Posted on:November 23, 2020 at 08:00 PM

Hi!

The underlying key idea for the article today is transforming data using different coordinate systems. The subject matter used is the NBA, but I think it’ll be useful for most data folks. Also I list a few dataset examples & visualisations I’ve enjoyed this week.


We have been visualising basketball shots wrong

You might have seen basketball data visualisations, with the court divided up into hexbins. Kirk Goldsberry of ESPN/Harvard pioneered these, and many a soul (including myself) have produced them since. They often look something like this: In these graphs, basketball shots are grouped to describe how often players take a shot from each location, and how accurate they are. The size of the marker indicates frequency and the colour the accuracy (or a similar metric, like points per 100 shots). This has been a huge improvement over just plotting the individual makes and misses on the court, which gets very messy, very quickly.

But, I argue here that it suffers from some significant problems, and we should move away from it altogether.

In its place, I propose to plot shots in a “polar” coordinate system - as shown in an example below.

Here’s why:

In modern basketball, just under two-thirds (64%) of all shots come from close the hoop (30.4%) and just beyond the three-point line (33.6%). These areas are highlighted below in dark teal and orange area respectively. The problem is that that the size of orange area is much larger than the the dark teal area around the rim. It is about 6.5 times the size, in fact. So per the same area, about 6 times as many shots are taken from near the basket vs the three-point line. Once again, they are home to roughly the same number of shots by players - i.e. they are roughly equally important as far as shot locations go.

This discrepancy is a significant challenge for visualisation and analysis. As it is, any graph that is created using shot frequencies as marker sizes are dominated by the data from shots close to the rim. Take a look: The fact is that the density is so much higher near the basket, and drowns out the rest of the data. In most shot charts, this is tackled by “clipping” the data where the maximum value is arbitrarily limited. That’s what the first chart did (reproduced again): What *does *this chart show? This chart highlights what are not popular shot locations (areas with small or no hexagons). But there is a cost to clipping the data this way. For one, the areas with large markers aren’t the most heavily used areas.

But the chart makes it look as though shots are taken just as often from many spots beyond the three-point line as they are in the 4-5 foot radius near the rim. As we established before, it’s just not true. They are simply  areas above an arbitrary threshold.

On the other hand, designing the visualisation around the data close to the basket would literally minimise the data from anywhere else as we saw. Also, each hexagon in the area near the rim have to represent so much more data - as in, data for 6 times as many shots. In other words, we are losing detail.

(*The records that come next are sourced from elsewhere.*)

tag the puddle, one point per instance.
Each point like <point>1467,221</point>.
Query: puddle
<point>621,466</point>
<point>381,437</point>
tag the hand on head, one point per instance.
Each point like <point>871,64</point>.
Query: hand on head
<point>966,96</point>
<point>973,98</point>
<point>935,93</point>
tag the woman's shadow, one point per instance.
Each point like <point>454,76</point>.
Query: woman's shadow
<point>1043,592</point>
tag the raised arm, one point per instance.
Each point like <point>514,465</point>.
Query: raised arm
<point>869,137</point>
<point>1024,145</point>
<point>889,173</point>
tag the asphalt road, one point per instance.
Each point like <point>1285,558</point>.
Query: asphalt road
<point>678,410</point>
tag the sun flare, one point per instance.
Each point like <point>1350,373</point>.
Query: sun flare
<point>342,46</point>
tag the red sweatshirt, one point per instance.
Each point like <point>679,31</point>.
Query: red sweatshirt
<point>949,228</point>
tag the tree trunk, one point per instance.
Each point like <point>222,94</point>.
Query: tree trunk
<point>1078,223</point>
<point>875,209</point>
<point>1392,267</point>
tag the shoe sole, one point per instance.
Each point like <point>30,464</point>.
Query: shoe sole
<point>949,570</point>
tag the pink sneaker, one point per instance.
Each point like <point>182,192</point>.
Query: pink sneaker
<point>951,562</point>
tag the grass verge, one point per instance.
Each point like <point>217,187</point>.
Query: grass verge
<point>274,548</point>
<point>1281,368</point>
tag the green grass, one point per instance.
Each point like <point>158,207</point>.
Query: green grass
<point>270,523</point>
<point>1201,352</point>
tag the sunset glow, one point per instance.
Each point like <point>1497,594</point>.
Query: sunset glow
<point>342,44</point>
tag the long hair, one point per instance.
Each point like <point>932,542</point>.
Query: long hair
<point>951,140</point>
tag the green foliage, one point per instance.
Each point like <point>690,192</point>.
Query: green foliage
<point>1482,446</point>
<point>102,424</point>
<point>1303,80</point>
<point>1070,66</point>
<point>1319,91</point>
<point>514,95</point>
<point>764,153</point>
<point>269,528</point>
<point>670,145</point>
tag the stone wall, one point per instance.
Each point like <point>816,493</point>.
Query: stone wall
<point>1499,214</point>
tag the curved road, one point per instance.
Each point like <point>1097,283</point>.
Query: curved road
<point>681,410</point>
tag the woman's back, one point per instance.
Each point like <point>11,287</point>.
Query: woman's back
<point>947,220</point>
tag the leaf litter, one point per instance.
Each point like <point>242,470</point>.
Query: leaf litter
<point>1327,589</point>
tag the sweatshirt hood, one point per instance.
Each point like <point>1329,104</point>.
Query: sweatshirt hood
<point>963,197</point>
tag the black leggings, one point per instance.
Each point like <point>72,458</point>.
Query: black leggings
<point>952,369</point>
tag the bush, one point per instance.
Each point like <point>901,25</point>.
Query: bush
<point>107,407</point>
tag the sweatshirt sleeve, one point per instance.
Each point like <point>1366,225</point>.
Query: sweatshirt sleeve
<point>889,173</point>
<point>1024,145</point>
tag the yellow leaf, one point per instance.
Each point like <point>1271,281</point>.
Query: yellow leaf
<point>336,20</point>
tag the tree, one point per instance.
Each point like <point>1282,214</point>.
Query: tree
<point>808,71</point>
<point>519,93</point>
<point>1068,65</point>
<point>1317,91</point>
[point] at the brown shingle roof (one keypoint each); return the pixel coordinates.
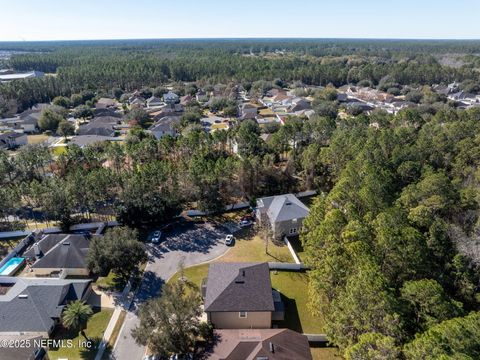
(274, 344)
(239, 287)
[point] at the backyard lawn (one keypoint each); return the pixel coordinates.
(37, 139)
(95, 328)
(111, 282)
(294, 289)
(246, 249)
(292, 285)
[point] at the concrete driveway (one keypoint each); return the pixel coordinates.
(188, 243)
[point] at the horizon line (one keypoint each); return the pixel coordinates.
(243, 38)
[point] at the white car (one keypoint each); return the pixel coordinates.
(229, 239)
(245, 223)
(157, 235)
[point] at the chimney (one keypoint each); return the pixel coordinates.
(37, 251)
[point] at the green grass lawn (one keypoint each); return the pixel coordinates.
(111, 282)
(95, 328)
(246, 249)
(297, 246)
(294, 289)
(58, 150)
(292, 285)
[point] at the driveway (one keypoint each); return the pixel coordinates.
(188, 243)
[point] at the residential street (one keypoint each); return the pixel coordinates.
(188, 243)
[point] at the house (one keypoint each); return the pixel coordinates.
(87, 140)
(240, 296)
(299, 104)
(285, 213)
(32, 306)
(201, 96)
(106, 103)
(138, 102)
(171, 98)
(31, 348)
(102, 126)
(248, 111)
(12, 140)
(255, 344)
(57, 254)
(154, 101)
(106, 112)
(29, 123)
(167, 125)
(184, 100)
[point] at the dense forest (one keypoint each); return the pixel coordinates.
(392, 239)
(392, 243)
(104, 65)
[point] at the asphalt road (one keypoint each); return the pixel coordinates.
(188, 243)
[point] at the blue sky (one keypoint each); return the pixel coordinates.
(122, 19)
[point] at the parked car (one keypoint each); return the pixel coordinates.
(229, 240)
(157, 235)
(245, 223)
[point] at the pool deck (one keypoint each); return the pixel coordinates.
(12, 266)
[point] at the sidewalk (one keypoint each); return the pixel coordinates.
(124, 304)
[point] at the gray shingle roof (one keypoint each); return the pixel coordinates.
(284, 207)
(259, 343)
(102, 125)
(239, 287)
(61, 251)
(164, 124)
(32, 305)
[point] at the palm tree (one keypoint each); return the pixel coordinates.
(76, 315)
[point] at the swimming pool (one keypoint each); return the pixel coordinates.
(11, 266)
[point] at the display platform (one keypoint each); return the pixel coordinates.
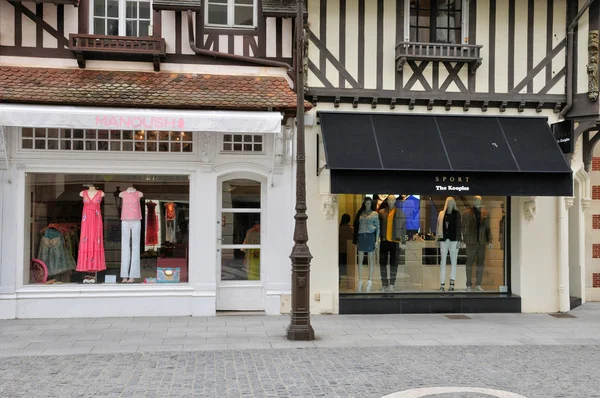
(427, 303)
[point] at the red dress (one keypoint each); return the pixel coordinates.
(91, 241)
(151, 225)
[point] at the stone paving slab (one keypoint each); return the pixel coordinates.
(63, 336)
(530, 371)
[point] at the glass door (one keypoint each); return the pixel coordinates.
(239, 246)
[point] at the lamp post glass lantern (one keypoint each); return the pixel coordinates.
(300, 328)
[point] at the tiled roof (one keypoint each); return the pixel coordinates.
(280, 8)
(87, 87)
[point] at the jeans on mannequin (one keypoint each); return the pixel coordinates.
(170, 234)
(385, 248)
(445, 247)
(130, 251)
(371, 261)
(475, 251)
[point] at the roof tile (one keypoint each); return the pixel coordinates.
(144, 89)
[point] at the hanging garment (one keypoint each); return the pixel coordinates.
(151, 225)
(53, 253)
(170, 217)
(91, 242)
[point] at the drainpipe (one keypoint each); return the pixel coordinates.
(217, 54)
(564, 300)
(570, 40)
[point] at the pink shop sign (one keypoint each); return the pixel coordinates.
(140, 122)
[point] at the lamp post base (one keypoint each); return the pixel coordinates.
(300, 333)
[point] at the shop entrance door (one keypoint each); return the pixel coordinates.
(239, 238)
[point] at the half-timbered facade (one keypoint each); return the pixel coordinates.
(185, 106)
(418, 98)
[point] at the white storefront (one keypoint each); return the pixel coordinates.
(51, 151)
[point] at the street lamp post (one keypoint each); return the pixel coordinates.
(300, 328)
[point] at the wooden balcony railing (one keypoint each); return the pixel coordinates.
(467, 53)
(118, 47)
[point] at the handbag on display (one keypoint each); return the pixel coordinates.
(168, 275)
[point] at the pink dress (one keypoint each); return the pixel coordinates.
(91, 241)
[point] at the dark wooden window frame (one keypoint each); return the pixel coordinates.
(432, 8)
(408, 50)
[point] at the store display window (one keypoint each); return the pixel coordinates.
(409, 243)
(99, 228)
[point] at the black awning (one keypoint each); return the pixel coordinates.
(512, 156)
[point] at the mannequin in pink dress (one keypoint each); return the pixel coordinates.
(91, 242)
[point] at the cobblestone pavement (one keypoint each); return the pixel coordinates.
(534, 355)
(531, 371)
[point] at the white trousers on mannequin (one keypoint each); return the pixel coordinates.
(130, 252)
(445, 247)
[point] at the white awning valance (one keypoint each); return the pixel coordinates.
(139, 119)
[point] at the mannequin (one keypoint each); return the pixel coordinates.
(477, 235)
(449, 235)
(91, 241)
(366, 238)
(392, 222)
(131, 226)
(170, 217)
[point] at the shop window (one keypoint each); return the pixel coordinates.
(436, 21)
(231, 13)
(240, 230)
(106, 228)
(409, 244)
(106, 140)
(240, 143)
(122, 17)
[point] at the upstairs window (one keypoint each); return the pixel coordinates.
(122, 17)
(436, 21)
(231, 13)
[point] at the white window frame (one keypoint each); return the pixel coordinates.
(223, 151)
(231, 16)
(464, 22)
(122, 18)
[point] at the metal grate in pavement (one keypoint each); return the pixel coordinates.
(457, 317)
(561, 315)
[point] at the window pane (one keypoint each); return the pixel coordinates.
(145, 9)
(131, 9)
(429, 257)
(144, 28)
(217, 14)
(244, 16)
(99, 26)
(240, 264)
(131, 28)
(113, 8)
(241, 194)
(99, 8)
(54, 198)
(112, 27)
(235, 228)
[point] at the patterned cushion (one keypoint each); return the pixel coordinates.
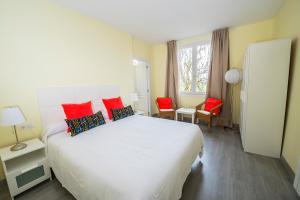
(82, 124)
(121, 113)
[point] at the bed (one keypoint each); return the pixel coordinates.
(135, 158)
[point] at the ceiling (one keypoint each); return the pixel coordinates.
(162, 20)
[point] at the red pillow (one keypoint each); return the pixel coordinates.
(164, 102)
(113, 103)
(211, 103)
(73, 111)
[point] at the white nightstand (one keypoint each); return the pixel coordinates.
(139, 112)
(25, 168)
(185, 111)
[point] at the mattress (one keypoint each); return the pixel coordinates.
(136, 158)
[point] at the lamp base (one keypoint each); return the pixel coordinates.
(18, 147)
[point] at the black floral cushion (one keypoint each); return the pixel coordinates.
(82, 124)
(121, 113)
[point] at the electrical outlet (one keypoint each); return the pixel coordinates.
(26, 126)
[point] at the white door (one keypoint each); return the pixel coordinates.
(142, 86)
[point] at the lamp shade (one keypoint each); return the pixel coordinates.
(10, 116)
(134, 97)
(233, 76)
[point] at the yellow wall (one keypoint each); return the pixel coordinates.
(288, 25)
(45, 45)
(240, 37)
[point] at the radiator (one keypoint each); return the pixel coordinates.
(297, 179)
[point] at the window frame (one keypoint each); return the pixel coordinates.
(192, 45)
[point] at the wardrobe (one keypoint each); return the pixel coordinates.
(263, 96)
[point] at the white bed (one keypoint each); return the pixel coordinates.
(136, 158)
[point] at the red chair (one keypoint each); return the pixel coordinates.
(212, 108)
(166, 107)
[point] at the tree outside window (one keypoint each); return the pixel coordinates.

How do we solve this conundrum?

I say by changing the way that the data is shown.

Here is the thing. Basketball shots are all aimed at the basket. **The data literally revolves around the tiny circle with an 18-inch diameter. **So let’s use a coordinate system that is designed to describe data around an origin (basket), based on the distance and angle to it?

By transforming the data from what’s called a “cartesian” coordinate system (x & y coordinates) to a “polar” coordinate system (theta/θ, radius coordinates), we can eliminate the problem that we’ve been grappling with. With such a transform, each “slice” of the court as shown below can be transformed:

The image to the left is that of a “normal” representation of a basketball court. Notice how small the dark teal area of the arc is near the rim. Now look at the similarly-coloured area on the right. The area has been stretched out towards the centre, providing more space for us to see what happens as the angle around the rim changes, even at the areas adjacent to the rim.

The full dataset, when transformed, looks like this: The transformed data suddenly gives similar weighting to the two key areas on the basketball court - and we are able to also see the area around the basket in much more detail. The highlighted circular area in red is shown on the right as the rectangular area.

The data shows that actually, the accuracy appears to be slightly higher on the left of the chart (right on the court - imagine looking at the basket).

These advantages are further highlighted when looking at data for individual players.

Let’s start with Dallas Mavericks’ young star Luka Doncic. On the left, using the classic shot chart, it’s difficult to make out a whole lot of patterns - but take a look at the transformed data on the right side.

The chart immediately shows that 1) Doncic is much better from the right side of the graph (his left) shooting three-pointers, and 2) Near the rim (and until about the 15-foot range), he significantly prefers to shoot from the right side, and is much more effective at it from that side. Far more patterns are immediately visible. The next is Chris Paul’s. The line of red square around the 18-foot distance area shows how effective he is from there, which is, normally a terrible shot for most players. He too, is much better from the left side of the court shooting three-pointers, while better from the right at the rim. It also shows that Paul doesn’t like to shoot much from more than one or two feet beyond the three-point line, AND his accuracy drops off significantly. And we get to Damian Lillard. The visualisation on the right shows that Lillard is willing to shoot from almost any distance, and is generally great - whether from 27 or 33 feet. He is also a good finisher at the rim; and interestingly - he likes to actually take shots at the rim from the sides (45+ degrees) rather than front-on. I will not argue that it is the easiest of charts to get used to. But it does have significant utility. Using data presented this way, I would be better able to see which side of the court each player prefers, and what their preferred shot lengths are.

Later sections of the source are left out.